Le Gabon, pays à revenu intermédiaire tiré par le pétrole, n’en est pas à son premier combat contre la vie chère. Malgré les richesses naturelles du pays, l’essentiel de ce qui se trouve dans l’assiette des Gabonais vient de l’étranger. Cette vulnérabilité est pompeusement exposée par la guerre en Ukraine, qui aurait désorganisé les chaînes d’approvisionnement en céréales et en huiles.
« Le blé, comme vous le savez, est importé de l’Ukraine, et il y a aussi les huiles… Les prix sont partis de 16 000 FCFA pour le sac de 50 kg à 20 000, voire 21 000 FCFA aujourd’hui dans certaines boutiques. Cela n’arrange pas les consommateurs », déplore Narcisse Koudou, défenseur des droits des consommateurs. Pour lui, la situation est « inquiétante et préoccupante pour tout le pays ».

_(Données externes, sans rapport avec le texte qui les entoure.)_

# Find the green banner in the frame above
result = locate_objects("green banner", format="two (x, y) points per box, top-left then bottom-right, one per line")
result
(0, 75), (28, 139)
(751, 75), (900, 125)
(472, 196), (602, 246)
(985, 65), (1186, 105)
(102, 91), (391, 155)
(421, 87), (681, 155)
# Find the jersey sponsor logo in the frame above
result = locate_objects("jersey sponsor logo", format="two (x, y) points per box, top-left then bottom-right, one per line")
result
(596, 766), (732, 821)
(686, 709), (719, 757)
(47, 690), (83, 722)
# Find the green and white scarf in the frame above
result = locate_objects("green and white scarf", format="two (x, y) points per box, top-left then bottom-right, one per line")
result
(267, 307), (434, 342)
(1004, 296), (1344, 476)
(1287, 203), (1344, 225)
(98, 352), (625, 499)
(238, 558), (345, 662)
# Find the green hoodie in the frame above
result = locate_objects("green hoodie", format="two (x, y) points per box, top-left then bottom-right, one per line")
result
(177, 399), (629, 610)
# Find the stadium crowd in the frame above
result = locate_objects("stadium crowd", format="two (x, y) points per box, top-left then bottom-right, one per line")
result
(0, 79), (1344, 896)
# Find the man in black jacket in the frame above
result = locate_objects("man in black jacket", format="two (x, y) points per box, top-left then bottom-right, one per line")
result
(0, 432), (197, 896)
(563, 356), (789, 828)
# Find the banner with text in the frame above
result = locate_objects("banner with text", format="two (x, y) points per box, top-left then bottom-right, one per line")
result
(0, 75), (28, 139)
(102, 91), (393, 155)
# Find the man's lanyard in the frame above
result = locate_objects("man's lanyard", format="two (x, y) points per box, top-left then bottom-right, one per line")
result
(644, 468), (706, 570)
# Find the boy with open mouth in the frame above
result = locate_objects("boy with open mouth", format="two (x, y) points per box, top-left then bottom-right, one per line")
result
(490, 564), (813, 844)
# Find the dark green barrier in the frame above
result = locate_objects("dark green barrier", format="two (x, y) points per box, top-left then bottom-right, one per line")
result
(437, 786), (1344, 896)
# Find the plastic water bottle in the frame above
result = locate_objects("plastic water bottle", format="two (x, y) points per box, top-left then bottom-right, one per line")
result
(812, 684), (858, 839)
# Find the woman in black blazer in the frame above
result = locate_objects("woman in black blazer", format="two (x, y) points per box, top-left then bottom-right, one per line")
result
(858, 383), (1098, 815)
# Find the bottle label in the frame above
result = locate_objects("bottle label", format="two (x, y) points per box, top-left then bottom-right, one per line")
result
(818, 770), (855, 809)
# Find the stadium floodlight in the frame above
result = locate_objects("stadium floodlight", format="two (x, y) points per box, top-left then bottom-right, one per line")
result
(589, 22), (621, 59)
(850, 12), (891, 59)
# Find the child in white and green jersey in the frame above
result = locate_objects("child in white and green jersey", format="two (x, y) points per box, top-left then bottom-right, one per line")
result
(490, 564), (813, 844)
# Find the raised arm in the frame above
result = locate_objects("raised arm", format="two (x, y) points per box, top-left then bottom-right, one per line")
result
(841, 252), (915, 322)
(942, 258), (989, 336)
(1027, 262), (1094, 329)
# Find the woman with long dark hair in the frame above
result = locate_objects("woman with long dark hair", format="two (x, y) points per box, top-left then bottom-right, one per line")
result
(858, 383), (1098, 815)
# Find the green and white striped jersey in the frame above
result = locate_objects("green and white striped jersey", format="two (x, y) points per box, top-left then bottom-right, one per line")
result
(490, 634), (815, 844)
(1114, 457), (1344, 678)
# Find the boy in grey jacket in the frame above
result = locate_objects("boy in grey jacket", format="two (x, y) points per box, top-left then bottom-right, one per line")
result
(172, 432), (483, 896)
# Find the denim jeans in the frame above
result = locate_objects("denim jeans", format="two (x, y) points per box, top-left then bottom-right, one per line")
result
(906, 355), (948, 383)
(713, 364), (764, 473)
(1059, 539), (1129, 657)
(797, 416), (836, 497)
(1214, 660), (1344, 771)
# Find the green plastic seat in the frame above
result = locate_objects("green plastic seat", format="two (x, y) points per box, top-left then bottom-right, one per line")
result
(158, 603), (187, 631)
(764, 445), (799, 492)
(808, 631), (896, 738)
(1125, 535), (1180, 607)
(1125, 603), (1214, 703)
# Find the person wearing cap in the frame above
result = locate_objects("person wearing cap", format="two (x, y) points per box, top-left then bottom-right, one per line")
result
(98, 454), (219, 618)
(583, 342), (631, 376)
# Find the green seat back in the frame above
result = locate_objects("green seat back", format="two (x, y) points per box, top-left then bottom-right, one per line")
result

Face à ce fléau persistant, les pouvoirs publics ont, par le passé, multiplié les plans et les slogans. On se souvient des annonces tonitruantes de « Gabon vert » ou des promesses de « révolution agricole » portées par des programmes d’investissement publics. Des zones agricoles à perte de vue avaient été promises, des fermes modèles inaugurées. Mais sur le terrain, le bilan est mince. Les projets ont souvent pâti d’un manque de suivi, de la bureaucratie et d’une allocation budgétaire chroniquement faible. Selon les Nations Unies, le pays consacre aujourd’hui encore moins de 1% du budget de l’État au développement agricole.
Dans ce contexte, une lueur d’espoir émerge de la base. Au nord de Libreville, sur un site de 12 hectares, une nouvelle génération d’agriculteurs tente d’inverser la tendance. Ici, des dizaines de jeunes, comme Yves Albert Mvé Obiang, apprennent les rudiments de l’entrepreneuriat agricole. « Aujourd’hui, je me suis rendu compte que notre pays dépend énormément de l’extérieur ; nous sommes plus consommateurs que producteurs. L’agriculture me permet de m’auto suffire », témoigne-t-il avec une conviction qui contraste avec le découragement ambiant.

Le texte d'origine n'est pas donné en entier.